A Educação brasileira, hoje, tem como princípio o ensino pelo exemplo?
A Educação brasileira ainda trabalha com o modelo do aluno ideal, do professor ideal, da escola ideal. O que é ser perfeito? Há perfeição diante de seres humanos? Os jovens já crescem marcados pelas expectativas que seus pais depositam sobre eles. Quem sabe, por meio de seus filhos, objetos narcísicos, pais e educadores conseguem se sentir menos culpados pela Educação que estamos sustentando? As escolas estão perdidas em como lidar com a nova família, as relações mudaram, os novos formatos familiares mudam diariamente e nós, educadores, devemos entender nossos alunos de outra forma. Muitas casas já são monoparentais, mães que assumem ter um filho, independente de contar com o apoio do pai da criança. A questão é convidar as escolas e seus educadores a saírem de suas redomas e conhecer outros espaços e conviver com novas modalidades familiares. Não podemos continuar expondo nossas crianças e jovens a critérios equivocados que trazem desconforto para pais, cuidadores e educadores. Não há modelos, o que deve haver é coerência e responsabilidade por parte dos adultos que assumem ter um filho e dos adultos educadores que assumem trabalhar nesta profissão.
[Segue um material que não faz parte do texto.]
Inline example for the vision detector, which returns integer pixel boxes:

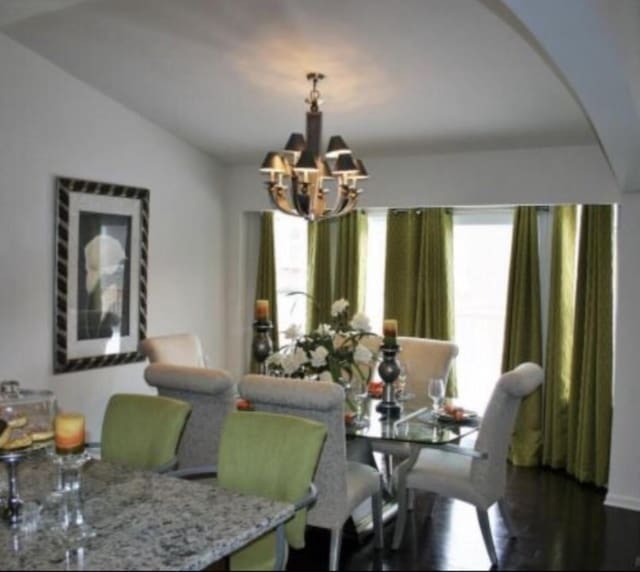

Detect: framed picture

[54,178,149,373]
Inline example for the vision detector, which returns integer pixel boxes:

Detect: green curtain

[502,207,542,466]
[542,205,577,469]
[384,208,458,397]
[251,211,278,373]
[567,205,613,486]
[307,220,333,331]
[333,211,367,316]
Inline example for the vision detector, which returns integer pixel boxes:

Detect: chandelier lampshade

[260,73,369,221]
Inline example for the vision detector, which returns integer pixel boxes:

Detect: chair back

[140,334,205,367]
[218,411,327,569]
[238,375,348,528]
[101,393,191,470]
[398,336,458,407]
[144,363,236,469]
[471,362,544,503]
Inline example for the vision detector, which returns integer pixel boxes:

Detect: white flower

[291,348,309,369]
[284,324,302,340]
[316,324,334,336]
[331,298,349,318]
[311,346,329,367]
[267,352,282,366]
[349,312,371,332]
[353,344,373,363]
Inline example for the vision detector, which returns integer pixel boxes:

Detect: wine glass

[395,360,415,401]
[428,377,444,417]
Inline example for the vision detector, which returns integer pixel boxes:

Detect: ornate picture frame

[54,177,149,373]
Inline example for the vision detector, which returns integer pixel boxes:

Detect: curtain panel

[567,205,614,486]
[542,205,578,469]
[333,211,367,316]
[502,207,542,467]
[384,208,457,397]
[307,220,334,331]
[251,211,279,373]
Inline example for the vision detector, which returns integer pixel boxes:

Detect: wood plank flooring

[288,467,640,570]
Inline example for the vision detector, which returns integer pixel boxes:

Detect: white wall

[0,34,224,438]
[226,146,640,509]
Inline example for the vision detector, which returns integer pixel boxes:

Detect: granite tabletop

[0,458,294,570]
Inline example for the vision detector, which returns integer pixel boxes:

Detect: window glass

[453,209,513,412]
[273,212,307,347]
[364,210,387,335]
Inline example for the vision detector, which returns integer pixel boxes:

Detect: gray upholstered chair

[393,363,544,566]
[140,334,205,367]
[238,375,383,570]
[144,363,236,468]
[140,334,236,468]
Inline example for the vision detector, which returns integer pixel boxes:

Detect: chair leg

[427,493,438,520]
[407,489,416,511]
[391,478,409,550]
[371,489,384,550]
[476,508,498,566]
[329,527,342,572]
[498,498,518,538]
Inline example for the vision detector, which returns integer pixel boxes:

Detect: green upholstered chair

[100,393,191,471]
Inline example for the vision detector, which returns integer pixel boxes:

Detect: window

[453,209,513,411]
[274,208,513,411]
[273,212,308,347]
[364,210,387,335]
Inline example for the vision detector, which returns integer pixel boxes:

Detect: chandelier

[260,73,369,221]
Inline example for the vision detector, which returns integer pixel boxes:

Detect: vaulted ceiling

[0,0,636,192]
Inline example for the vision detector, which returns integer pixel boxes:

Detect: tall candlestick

[256,300,269,320]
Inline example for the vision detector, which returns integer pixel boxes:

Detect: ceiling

[0,0,596,163]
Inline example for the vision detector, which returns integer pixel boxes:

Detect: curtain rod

[388,205,551,214]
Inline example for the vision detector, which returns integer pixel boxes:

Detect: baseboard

[604,493,640,511]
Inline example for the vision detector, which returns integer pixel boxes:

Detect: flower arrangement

[266,298,379,404]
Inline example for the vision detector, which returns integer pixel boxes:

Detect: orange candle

[54,413,84,455]
[256,300,269,320]
[382,320,398,338]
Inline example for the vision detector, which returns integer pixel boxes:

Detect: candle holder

[251,320,273,375]
[376,340,402,419]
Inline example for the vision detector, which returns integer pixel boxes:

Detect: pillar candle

[382,320,398,338]
[256,300,269,320]
[54,413,84,455]
[256,300,269,320]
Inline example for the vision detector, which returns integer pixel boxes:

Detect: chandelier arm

[268,185,298,216]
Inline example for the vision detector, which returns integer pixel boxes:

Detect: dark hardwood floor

[288,467,640,570]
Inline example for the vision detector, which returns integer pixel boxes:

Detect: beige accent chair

[140,334,205,367]
[398,336,458,408]
[238,375,383,570]
[373,336,458,462]
[393,363,544,566]
[141,334,236,469]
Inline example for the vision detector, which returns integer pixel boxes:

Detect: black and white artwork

[54,178,149,372]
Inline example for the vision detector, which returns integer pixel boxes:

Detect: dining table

[346,396,486,535]
[0,457,294,570]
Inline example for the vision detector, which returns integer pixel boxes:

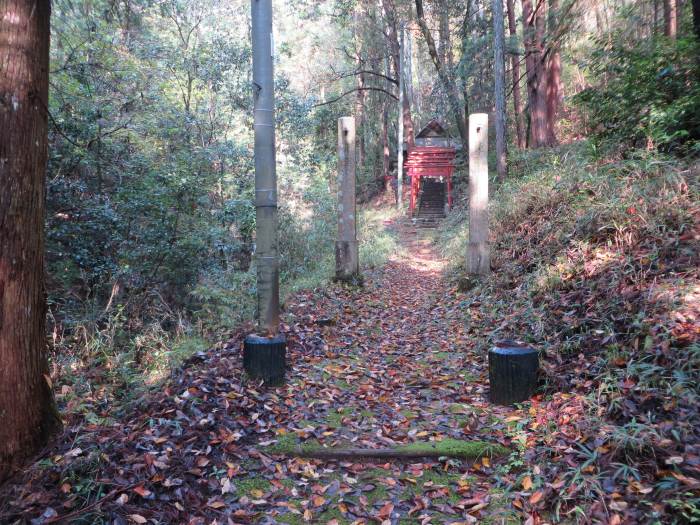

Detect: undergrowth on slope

[438,142,700,520]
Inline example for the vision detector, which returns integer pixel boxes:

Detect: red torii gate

[404,146,456,215]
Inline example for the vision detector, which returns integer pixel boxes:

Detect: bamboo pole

[396,24,406,210]
[251,0,279,335]
[493,0,507,181]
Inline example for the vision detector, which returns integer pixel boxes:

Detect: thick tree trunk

[0,0,60,481]
[416,0,469,151]
[382,0,415,148]
[506,0,525,149]
[522,0,556,148]
[493,0,507,180]
[664,0,678,38]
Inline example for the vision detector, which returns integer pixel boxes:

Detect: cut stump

[243,334,287,384]
[489,341,539,405]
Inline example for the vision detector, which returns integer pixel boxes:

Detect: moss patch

[396,439,510,459]
[265,435,510,459]
[235,478,272,497]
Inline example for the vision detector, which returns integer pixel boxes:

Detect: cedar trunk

[382,0,415,149]
[0,0,60,480]
[522,0,557,148]
[416,0,469,151]
[664,0,678,38]
[506,0,525,149]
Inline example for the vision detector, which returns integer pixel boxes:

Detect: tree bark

[0,0,60,481]
[492,0,507,180]
[416,0,469,151]
[506,0,525,149]
[522,0,556,148]
[664,0,678,39]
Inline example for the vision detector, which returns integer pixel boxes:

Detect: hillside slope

[439,143,700,522]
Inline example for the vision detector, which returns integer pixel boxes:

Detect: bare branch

[311,86,399,108]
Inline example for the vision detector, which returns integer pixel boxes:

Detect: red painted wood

[404,146,456,215]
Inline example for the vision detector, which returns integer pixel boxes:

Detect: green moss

[397,439,510,459]
[235,478,272,496]
[326,407,352,428]
[400,408,418,419]
[264,433,299,454]
[317,507,351,524]
[479,490,522,525]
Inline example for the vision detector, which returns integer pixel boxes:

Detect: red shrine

[404,119,456,216]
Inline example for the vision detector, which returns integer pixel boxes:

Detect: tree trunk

[493,0,507,180]
[437,0,452,64]
[522,0,556,148]
[546,0,562,143]
[664,0,677,38]
[416,0,469,151]
[0,0,60,481]
[382,0,415,148]
[506,0,525,149]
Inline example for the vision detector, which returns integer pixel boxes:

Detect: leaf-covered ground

[0,215,698,524]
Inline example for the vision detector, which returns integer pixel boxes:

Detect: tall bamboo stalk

[251,0,279,335]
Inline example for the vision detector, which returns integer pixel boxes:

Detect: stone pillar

[467,113,491,275]
[335,117,360,281]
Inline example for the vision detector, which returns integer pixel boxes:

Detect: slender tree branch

[311,86,399,108]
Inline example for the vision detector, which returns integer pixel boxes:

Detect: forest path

[271,220,511,523]
[0,216,539,525]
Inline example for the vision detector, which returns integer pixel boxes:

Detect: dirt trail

[0,218,540,524]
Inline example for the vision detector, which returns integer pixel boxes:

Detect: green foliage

[575,34,700,154]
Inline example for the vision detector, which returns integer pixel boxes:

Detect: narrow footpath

[0,221,580,525]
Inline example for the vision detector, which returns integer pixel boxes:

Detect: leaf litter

[0,219,699,525]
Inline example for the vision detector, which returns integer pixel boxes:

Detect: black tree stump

[489,341,539,405]
[243,334,287,385]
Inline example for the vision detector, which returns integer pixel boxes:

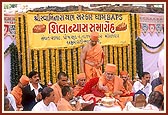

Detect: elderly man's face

[120,75,128,82]
[105,72,115,80]
[90,40,98,46]
[78,78,86,87]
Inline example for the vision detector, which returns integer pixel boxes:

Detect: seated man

[123,91,164,111]
[132,72,152,101]
[32,87,57,111]
[120,71,132,94]
[4,84,17,111]
[51,72,69,104]
[11,75,29,111]
[98,64,132,108]
[73,73,86,96]
[57,86,82,111]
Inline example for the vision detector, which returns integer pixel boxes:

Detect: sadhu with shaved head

Como o professor pode influenciar o aluno positivamente?
Família e escola devem formar uma parceria co-responsável pela Educação. Não há culpados pelo momento atual, o que há em excesso, são isenções. Pessoas buscando culpados por tanto mal estar que ronda nossa Educação. O caminho do exemplo é uma intelocução Escola-Família-Mundo, onde os adultos sejam coerentes entre o que falam e fazem.